Veio a seleção, primeiro com Dunga, depois com Mano Menezes, a Olimpíada de Londres e a contestação da torcida. Em território nacional, Hulk só não era vaiado quando jogava pela seleção do Nordeste. Mas nunca reclamou de discriminação. "O torcedor critica porque é exigente. É natural, mas não vou me abalar", dizia.
Em alta
Na Europa, o prestígio só subia. O Zenit, da Rússia, já havia pago 60 milhões de euros para tirá-lo do Porto, a mesma quantia que o Mônaco oferece agora por seu futebol que mistura força e aplicação tática. Hulk ajuda a fechar espaços quando o time é atacado, chega a cobrir o lateral, colabora na construção de jogadas e procura se aproveitar do chute forte com a perna esquerda para fazer gols - embora na Copa das Confederações sua perna estivesse descalibrada.
Mas o que interessa a ele é que, na competição, alcançou duas metas: foi campeão pela seleção e passou a ser mais aceito pela torcida que, agora, o conhece melhor. "Cumprimos o nosso dever e eu, o meu objetivo", disse após o jogo contra a Espanha, quando foi aplaudido com entusiasmo no Maracanã, mesmo local onde fora vaiado 28 dias antes, em um amistoso contra a Inglaterra.
Mas nem as vaias nem os aplausos mudam Hulk. Ele continua dócil, tranquilo e apegado à família. "É um garoto especial", resumiu a mãe. E, como o super-herói da ficção, parece que nada é capaz de derrubá-lo, embora os amigos contem que ele ficou abalado com o sequestro da irmã Angélica em 2012, que teve final rápido e feliz.
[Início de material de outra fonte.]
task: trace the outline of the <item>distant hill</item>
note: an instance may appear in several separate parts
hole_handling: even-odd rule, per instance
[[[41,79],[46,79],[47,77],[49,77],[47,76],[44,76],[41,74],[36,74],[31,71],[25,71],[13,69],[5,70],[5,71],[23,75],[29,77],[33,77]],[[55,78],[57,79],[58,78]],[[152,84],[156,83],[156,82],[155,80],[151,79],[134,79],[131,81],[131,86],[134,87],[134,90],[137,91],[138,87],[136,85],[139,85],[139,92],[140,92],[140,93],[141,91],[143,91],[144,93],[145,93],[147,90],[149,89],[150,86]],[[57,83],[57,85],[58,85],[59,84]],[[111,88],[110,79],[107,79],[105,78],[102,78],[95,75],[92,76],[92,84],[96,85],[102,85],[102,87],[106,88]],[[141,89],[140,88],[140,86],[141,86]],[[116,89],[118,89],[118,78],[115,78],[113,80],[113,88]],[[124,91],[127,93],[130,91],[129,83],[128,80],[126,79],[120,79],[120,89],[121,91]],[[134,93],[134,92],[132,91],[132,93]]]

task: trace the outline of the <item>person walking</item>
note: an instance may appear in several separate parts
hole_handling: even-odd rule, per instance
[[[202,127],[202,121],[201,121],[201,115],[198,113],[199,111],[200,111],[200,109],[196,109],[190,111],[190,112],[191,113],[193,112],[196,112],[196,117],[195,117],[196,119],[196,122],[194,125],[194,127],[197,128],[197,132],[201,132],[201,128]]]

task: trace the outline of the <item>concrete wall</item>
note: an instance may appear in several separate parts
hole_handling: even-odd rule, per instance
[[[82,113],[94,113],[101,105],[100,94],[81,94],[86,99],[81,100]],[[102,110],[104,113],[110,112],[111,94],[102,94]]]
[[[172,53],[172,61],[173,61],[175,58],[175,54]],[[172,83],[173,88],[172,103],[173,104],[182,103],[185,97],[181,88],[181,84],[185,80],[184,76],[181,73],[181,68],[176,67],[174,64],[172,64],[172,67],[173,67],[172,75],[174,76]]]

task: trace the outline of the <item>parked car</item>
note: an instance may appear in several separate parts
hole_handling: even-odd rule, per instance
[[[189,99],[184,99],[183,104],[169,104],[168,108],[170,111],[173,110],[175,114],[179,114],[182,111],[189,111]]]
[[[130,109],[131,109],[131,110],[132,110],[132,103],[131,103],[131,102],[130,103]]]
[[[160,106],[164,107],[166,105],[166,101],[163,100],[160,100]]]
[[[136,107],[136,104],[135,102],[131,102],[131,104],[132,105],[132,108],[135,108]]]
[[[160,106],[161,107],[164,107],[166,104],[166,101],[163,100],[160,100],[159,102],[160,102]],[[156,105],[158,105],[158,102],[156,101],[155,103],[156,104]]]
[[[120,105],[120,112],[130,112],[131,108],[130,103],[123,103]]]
Casado com Iran e pai de Ian e Tiago, cujos nomes traz tatuados no corpo, Hulk não dispensa uma boa festa junina. É talvez sua maior diversão. Também adora churrasco, embora jamais recuse um bom arroz com feijão.
Longe de casa a maior parte do tempo, sempre que pode volta ao lugares onde passou a infância em Campina Grande. Como a João Pinheiro, onde esteve no ano passado e reencontrou a professora Delvita, hoje aposentada e que, chamada à escola, foi recebida com emoção e choro por Hulk. "Ele me deu um abraço inesquecível. Continua simples, grato, ao contrário de outros que estão na mídia", disse Delvita. "Eu o alfabetizei e sei que ele jamais vai esquecer disso".